Avoid having your cuticles cut. Cuticles serve a purpose -- they protect the nail bed from allowing infection to enter. If you like how your nails look with them pushed back, ask for cuticle softener, rather than cuticle scissors. After the cuticles are softened, the technician can wipe away, or gently scrape away, the excess with a fresh orangewood stick.
Pedicures can be a bit riskier because of the hot water and tub. Make sure the tub is thoroughly drained, cleaned, and disinfected between clients. The steps where clients typically step with bare feet also should be cleaned and disinfected between clients.
One way to avoid many of these concerns is to buy your own manicure or pedicure kit and bring it with you.
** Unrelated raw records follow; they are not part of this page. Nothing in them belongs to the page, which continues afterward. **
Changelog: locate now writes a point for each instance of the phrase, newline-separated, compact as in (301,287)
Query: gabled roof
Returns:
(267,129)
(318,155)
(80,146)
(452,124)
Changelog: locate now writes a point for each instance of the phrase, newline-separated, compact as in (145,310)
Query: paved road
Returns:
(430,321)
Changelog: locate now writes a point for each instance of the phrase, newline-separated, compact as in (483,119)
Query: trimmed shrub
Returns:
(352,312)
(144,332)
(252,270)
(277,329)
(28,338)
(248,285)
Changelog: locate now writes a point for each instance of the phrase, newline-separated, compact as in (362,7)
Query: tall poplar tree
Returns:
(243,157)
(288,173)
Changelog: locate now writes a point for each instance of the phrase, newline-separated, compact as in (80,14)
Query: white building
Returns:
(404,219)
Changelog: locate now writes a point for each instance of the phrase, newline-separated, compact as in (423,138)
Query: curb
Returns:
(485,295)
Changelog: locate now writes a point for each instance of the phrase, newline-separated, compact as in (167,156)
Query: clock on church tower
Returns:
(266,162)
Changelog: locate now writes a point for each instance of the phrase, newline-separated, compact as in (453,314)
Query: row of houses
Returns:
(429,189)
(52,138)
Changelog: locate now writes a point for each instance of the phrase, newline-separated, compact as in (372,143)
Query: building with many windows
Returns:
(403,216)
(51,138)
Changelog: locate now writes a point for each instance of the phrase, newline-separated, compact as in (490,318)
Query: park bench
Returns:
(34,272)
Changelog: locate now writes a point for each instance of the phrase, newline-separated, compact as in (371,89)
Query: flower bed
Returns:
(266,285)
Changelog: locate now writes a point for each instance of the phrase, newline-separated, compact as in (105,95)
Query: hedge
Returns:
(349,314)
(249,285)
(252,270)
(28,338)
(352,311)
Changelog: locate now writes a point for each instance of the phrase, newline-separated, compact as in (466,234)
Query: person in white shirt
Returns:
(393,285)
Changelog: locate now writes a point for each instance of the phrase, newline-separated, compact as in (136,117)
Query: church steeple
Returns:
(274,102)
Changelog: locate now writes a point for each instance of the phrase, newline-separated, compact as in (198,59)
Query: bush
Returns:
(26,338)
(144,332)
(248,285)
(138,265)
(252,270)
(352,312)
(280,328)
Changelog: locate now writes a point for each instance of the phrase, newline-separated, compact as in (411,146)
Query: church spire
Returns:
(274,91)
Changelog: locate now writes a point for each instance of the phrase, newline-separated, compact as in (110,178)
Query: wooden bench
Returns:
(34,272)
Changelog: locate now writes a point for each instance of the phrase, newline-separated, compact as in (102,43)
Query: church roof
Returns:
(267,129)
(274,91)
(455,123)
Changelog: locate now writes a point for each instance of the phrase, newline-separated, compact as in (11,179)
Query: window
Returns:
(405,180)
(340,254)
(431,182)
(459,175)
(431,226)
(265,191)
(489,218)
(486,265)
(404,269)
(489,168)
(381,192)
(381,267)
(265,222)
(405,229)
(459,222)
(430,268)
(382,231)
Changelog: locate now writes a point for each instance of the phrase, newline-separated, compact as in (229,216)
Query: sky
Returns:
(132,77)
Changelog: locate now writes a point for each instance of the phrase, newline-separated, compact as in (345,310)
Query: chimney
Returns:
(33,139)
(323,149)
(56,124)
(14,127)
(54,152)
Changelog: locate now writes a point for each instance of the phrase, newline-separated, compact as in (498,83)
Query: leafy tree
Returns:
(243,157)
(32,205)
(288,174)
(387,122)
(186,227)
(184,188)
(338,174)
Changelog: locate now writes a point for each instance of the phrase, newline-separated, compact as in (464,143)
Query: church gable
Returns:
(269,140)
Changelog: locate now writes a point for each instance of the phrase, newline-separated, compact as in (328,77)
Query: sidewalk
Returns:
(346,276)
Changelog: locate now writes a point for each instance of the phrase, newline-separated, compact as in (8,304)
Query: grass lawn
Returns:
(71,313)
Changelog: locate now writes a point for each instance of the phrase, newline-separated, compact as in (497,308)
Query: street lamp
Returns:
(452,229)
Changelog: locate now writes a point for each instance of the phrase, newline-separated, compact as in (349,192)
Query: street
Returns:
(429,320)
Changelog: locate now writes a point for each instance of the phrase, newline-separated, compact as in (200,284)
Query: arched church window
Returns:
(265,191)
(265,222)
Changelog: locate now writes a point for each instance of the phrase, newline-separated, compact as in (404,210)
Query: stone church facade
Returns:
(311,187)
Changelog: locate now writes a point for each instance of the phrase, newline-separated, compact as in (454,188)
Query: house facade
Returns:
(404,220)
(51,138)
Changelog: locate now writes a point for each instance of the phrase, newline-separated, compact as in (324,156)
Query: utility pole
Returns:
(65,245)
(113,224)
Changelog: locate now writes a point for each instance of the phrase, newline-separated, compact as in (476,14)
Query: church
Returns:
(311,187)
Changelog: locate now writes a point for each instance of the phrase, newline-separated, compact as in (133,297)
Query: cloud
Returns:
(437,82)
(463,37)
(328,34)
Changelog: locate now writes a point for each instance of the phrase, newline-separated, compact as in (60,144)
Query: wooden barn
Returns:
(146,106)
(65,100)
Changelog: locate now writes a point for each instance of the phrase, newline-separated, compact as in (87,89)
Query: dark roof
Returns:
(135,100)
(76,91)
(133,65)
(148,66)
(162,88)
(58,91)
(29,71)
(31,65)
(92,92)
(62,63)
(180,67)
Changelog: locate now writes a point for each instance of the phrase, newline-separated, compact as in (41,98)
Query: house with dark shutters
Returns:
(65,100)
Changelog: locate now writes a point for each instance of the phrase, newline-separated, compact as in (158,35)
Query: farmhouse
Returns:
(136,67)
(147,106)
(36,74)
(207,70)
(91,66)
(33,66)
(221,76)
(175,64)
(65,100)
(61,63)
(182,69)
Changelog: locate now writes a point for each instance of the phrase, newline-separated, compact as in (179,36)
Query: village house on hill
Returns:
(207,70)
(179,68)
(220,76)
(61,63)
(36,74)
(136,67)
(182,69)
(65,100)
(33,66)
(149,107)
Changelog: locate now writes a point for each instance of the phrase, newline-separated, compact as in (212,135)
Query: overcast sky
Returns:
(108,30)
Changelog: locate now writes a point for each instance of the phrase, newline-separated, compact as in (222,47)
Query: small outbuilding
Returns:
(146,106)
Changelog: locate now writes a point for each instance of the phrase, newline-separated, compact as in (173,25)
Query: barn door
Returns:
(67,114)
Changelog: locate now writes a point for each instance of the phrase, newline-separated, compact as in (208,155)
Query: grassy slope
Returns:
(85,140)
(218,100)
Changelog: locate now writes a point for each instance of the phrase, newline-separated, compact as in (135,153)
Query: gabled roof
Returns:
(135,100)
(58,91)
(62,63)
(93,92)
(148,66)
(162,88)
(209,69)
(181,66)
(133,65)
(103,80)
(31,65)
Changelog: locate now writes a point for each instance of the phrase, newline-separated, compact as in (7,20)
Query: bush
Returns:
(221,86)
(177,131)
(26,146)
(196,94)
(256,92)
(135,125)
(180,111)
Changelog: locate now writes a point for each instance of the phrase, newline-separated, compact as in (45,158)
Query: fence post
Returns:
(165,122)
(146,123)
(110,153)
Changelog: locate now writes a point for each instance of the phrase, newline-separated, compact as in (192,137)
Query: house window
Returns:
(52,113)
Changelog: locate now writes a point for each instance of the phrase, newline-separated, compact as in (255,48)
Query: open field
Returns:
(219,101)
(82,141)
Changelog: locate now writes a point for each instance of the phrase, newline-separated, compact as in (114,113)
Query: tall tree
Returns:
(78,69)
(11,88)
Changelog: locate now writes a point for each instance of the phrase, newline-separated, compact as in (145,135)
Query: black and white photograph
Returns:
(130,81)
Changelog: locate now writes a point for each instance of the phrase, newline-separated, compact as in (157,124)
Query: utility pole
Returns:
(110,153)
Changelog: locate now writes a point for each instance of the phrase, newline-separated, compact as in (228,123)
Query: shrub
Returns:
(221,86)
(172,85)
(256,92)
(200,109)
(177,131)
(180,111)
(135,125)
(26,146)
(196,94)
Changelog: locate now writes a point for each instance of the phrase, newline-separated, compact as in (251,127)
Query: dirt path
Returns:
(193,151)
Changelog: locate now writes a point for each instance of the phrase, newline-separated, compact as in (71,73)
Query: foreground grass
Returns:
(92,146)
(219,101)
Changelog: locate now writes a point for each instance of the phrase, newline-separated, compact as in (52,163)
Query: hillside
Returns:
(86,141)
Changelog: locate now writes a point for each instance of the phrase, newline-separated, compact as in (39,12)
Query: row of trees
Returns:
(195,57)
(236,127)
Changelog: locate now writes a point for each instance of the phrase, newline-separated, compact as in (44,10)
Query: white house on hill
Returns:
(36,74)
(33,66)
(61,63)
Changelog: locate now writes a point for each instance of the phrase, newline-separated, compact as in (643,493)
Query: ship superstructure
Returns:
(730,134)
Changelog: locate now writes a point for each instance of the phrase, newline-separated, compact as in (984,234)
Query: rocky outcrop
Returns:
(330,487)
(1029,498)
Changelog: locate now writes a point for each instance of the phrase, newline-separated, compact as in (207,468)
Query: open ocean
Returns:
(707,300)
Make sure you clean and disinfect your kit after each use, even if you are the only one using it. You also can bring your own nail polish, base coat, and top coat. Remove your old nail polish at home, or bring nail polish remover with you.
The salon and technician should both be licensed by their state governing board, usually the board of cosmetology. The licenses should be clearly displayed.
If sanitary precautions are not being taken at your salon, politely but firmly tell the owner what needs to change and what you expect. Contact your state cosmetology board if you develop a nail infection, fungus, or other condition as a result of visiting a salon, or if you see unsanitary practices.